Method	Type	Containing	Action
get	Absent	-	return null
get	Constant	value	return value
get	Constant	null	return null
get	Memoized	value	return value
get	Memoized	null	return null
get	Memoized	exception	trow exception
get	Defered	value	return value
get	Defered	exception	return null
getOrComputeIfAbsent	Absent	-	compute new value
getOrComputeIfAbsent	Constant	value	return value
getOrComputeIfAbsent	Constant	null	return null
getOrComputeIfAbsent	Memoized	value	return value
getOrComputeIfAbsent	Memoized	null	return null
getOrComputeIfAbsent	Memoized	exception	trow exception
getOrComputeIfAbsent	Defered	value	return value
getOrComputeIfAbsent	Defered	exception	return null
computeIfAbsent	Absent	-	compute new value
computeIfAbsent	Constant	value	return value
computeIfAbsent	Constant	null	compute new value
computeIfAbsent	Memoized	value	return value
computeIfAbsent	Memoized	null	compute new value
computeIfAbsent	Memoized	exception	compute new value
computeIfAbsent	Defered	value	return value
computeIfAbsent	Defered	exception	compute new value

You have addressed some this implicitly already but I think it would be good to make this explicit.

For example one of the cases that was overlooked in the current situation happens when a call to getOrComputeIfAbsent puts a value in the store but computeIfAbsent wins the race to evaluates it. This would allow an exception to be thrown from computeIfAbsent that did not originate from its creator function. I think the solution would be to have both computeIfAbsent and getOrComputeIfAbsent use the DeferredSupplier.
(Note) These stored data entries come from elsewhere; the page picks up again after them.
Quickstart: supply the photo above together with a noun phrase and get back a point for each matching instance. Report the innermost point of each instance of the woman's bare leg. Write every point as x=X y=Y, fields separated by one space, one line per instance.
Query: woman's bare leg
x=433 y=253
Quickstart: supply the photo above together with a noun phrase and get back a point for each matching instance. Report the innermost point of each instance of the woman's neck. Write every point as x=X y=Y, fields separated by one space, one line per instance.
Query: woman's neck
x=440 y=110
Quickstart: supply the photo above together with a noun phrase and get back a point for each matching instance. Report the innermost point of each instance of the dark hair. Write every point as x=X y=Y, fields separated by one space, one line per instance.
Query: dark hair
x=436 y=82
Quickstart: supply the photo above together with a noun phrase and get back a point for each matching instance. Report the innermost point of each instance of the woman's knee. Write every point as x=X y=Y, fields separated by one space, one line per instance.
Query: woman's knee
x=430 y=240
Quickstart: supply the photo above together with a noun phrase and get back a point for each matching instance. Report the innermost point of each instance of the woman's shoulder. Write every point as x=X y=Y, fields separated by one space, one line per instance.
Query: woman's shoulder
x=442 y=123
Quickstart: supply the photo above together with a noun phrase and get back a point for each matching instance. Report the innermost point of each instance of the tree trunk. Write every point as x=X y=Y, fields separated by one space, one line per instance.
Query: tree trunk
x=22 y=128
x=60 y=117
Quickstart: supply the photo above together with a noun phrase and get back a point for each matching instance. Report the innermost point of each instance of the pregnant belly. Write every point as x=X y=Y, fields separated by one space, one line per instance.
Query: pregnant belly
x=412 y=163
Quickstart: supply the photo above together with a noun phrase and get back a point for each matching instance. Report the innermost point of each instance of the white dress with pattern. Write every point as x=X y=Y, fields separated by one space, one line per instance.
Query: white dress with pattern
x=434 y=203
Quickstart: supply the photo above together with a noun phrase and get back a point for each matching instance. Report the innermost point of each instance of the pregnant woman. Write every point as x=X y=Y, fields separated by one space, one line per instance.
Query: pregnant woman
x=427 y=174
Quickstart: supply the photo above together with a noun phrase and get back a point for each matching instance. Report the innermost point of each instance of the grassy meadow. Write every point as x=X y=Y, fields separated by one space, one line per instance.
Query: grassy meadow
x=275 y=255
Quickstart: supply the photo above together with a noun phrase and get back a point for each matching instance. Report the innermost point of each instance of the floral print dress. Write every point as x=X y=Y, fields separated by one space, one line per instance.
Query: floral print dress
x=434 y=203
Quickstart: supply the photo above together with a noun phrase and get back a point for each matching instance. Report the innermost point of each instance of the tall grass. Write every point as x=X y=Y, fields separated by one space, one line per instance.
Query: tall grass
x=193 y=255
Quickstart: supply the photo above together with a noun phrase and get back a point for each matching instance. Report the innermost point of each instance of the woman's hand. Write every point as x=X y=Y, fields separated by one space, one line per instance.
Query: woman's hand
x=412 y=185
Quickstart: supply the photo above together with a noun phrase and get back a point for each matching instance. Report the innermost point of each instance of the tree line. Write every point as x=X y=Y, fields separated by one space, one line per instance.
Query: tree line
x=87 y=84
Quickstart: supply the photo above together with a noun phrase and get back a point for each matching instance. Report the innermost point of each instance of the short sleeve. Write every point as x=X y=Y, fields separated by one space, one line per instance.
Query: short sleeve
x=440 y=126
Finally, I think the current solution is also very dependent on testing race conditions. This make for rather verbose and potentially flakey tests. I think we can avoid most of that by letting the concurrent hash-map do the heavy lifting and then figure out what to do with it state afterwards.

Anyway, I'm going to have a look tomorrow and see if I can get all of those concepts into a pull request.